William terdiam, lalu menatap remaja itu dengan seksama.
“Tapi, saat tahu Om Wildan naksir dia ... eh seneng banget. Om Wildan orangnya baik, meski sempat mikir ... seru kali kalo Teh Kirana nikah sama ayah terus jadi ibu aku hehe,” canda Rayyan.
William tersenyum miris sembari melemparkan pakan ke kolam yang disambut puluhan koi warna merah, kuning dan putih.
“Ada yang bilang kami mirip, makanya kupikir kami jodoh," lanjut Rayyan, "tapi dia ketuaan buat aku."
William menarik napas panjang, “Rayyan, mungkin sudah saatnya kau tahu satu hal.” Seraya menatap putranya, “bacalah tentang surrogate mother. Nanti malam kita akan membahasnya dengan mommy,” tutup William, dia berdiri dan meninggalkan Rayyan yang mengerutkan alis.
Awalnya Rayyan tak terlalu penasaran dengan apa yang disampaikan ayahnya barusan. Karena itu dia tetap melemparkan pakan ke kolam. Namun setelah beberapa menit, rasa penasarannya datang. Dia membuka iPhone dan mencari tahu apa itu Surrogate mother atau ibu pengganti.

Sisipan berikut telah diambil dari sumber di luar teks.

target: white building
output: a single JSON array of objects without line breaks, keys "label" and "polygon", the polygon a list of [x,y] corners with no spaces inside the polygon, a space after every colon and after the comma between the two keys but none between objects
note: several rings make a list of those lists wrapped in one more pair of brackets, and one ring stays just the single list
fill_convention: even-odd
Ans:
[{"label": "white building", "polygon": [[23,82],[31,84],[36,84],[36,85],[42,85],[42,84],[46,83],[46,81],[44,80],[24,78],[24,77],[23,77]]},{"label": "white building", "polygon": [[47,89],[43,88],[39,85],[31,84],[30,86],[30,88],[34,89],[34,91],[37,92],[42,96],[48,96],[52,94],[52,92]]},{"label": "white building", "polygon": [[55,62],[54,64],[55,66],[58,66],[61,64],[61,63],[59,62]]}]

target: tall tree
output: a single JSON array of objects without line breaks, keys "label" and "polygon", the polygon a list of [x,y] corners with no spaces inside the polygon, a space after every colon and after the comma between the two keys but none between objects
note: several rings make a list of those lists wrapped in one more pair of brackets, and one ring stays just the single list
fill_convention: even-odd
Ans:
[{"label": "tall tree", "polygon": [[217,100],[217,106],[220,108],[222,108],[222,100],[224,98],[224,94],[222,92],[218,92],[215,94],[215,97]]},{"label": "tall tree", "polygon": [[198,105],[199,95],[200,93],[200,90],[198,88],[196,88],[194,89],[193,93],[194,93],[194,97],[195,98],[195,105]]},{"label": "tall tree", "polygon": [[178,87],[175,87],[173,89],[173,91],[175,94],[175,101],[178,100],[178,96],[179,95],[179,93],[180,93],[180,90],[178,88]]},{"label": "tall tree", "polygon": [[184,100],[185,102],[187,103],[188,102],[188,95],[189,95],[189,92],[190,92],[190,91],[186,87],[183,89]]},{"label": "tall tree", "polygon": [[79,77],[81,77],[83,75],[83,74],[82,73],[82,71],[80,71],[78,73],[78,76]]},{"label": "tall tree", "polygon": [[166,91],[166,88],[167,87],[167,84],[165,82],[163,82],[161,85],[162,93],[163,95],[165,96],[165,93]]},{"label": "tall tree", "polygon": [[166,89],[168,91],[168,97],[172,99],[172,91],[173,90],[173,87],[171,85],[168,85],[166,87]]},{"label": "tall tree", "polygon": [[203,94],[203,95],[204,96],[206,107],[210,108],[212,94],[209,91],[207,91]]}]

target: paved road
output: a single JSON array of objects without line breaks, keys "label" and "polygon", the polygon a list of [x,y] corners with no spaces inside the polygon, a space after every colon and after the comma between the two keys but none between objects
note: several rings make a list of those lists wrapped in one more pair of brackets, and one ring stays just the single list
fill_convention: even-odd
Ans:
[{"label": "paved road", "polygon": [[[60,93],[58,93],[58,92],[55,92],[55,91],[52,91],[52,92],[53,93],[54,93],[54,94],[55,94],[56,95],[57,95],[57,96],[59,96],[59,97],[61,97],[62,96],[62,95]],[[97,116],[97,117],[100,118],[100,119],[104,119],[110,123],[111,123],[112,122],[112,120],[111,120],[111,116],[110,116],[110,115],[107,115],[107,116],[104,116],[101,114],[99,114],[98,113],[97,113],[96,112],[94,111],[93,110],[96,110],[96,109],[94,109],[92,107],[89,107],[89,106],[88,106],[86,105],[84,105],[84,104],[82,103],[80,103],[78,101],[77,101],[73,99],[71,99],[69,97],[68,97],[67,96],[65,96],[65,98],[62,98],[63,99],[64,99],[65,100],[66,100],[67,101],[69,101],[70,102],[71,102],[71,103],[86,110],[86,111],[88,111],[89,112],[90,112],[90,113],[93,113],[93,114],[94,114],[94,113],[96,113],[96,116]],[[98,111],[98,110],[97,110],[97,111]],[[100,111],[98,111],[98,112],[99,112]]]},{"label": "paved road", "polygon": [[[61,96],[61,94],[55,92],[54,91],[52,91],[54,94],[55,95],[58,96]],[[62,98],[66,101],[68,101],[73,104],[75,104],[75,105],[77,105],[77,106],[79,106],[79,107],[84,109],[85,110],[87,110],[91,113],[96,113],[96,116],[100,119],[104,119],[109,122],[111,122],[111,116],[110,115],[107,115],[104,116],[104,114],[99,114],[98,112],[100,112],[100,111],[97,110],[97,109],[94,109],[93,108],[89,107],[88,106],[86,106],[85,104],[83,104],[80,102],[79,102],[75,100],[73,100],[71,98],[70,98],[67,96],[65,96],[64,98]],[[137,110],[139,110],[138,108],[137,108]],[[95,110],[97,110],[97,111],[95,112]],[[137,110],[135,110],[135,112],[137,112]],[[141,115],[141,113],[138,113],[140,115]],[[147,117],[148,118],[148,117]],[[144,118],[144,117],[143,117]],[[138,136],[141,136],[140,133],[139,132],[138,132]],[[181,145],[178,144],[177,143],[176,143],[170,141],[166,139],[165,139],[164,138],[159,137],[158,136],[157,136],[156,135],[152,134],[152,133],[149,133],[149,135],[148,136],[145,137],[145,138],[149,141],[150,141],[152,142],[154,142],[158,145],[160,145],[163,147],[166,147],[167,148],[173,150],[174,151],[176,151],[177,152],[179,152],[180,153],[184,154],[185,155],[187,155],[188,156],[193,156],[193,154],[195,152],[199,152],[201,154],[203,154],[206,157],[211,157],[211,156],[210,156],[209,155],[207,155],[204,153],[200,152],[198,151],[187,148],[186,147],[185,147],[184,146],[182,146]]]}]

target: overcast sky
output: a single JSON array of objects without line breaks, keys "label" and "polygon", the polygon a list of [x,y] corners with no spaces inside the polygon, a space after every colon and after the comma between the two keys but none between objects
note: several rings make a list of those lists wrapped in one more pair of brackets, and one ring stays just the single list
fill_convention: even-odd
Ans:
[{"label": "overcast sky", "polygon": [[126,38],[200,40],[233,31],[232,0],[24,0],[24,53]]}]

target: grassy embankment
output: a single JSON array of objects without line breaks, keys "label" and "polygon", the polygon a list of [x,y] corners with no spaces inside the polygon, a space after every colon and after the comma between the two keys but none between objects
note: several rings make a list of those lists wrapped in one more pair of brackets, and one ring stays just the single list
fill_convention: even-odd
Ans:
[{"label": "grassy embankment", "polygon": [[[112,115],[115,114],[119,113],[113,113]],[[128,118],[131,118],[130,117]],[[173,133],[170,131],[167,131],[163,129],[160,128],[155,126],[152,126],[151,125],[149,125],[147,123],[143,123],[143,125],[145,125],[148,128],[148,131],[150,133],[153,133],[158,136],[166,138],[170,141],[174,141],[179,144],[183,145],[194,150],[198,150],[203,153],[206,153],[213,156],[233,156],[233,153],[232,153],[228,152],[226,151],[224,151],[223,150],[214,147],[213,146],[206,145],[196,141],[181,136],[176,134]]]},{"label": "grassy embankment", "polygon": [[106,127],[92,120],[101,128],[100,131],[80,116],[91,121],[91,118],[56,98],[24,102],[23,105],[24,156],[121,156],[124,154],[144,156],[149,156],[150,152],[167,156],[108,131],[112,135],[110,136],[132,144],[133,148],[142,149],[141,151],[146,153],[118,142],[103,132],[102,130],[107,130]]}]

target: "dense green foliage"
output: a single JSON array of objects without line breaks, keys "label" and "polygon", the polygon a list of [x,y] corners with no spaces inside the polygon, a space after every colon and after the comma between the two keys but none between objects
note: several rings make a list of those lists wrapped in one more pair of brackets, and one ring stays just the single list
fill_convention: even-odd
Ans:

Surrogate mother atau ibu pengganti adalah wanita yang mengikat janji atau kesepakatan (gestational agreement) dengan pasangan suami-istri. Intinya, ibu pengganti bersedia mengandung benih dari pasangan suami-istri, dengan menerima suatu imbalan tertentu.
Praktik ibu pengganti dan sewa rahim bukanlah hal yang baru. Teknologi yang dipakai untuk praktik surrogate mother diciptakan oleh Robert G. Edwards. Ia adalah pria berkebangsaan Inggris, yang bersama rekannya, Patrick Steptoe, mengembangkan teknologi bayi tabung pada tahun 1969. Dengan secepat kilat, metode ini diterapkan oleh masyarakat Eropa, dan makin populer pada awal tahun ’70-an. Persisnya setelah program acara BBC menayangkan liputan tentang bayi tabung yang dilakukan dua ilmuwan tersebut.
Antara tahun 1976 hingga awal 1988, di Amerika Serikat (AS) dan Eropa begitu banyak pasangan yang menyewa rahim ibu pengganti. Pada kurun waktu tersebut tercatat 600 anak-anak lahir dari hasil penyewaan rahim, walaupun nyatanya di saat itu pemerintah AS belum pernah membuat aturan yang baku.
Ada hubungan yang saling menguntungkan, itulah hal yang menjadi landasan mengapa surrogate mother banyak diminati. Bukan saja hambatan reproduksi calon ibu yang terselesaikan masalahnya, sewa rahim membawa keuntungan finansial bagi wanita-wanita yang memerlukan tambahan uang.
Tidak hanya itu, Rayyan juga membaca bahwa di Indonesia praktik ini dilarang dan diharamkan agama. Meski di beberapa negara telah melegalkannya.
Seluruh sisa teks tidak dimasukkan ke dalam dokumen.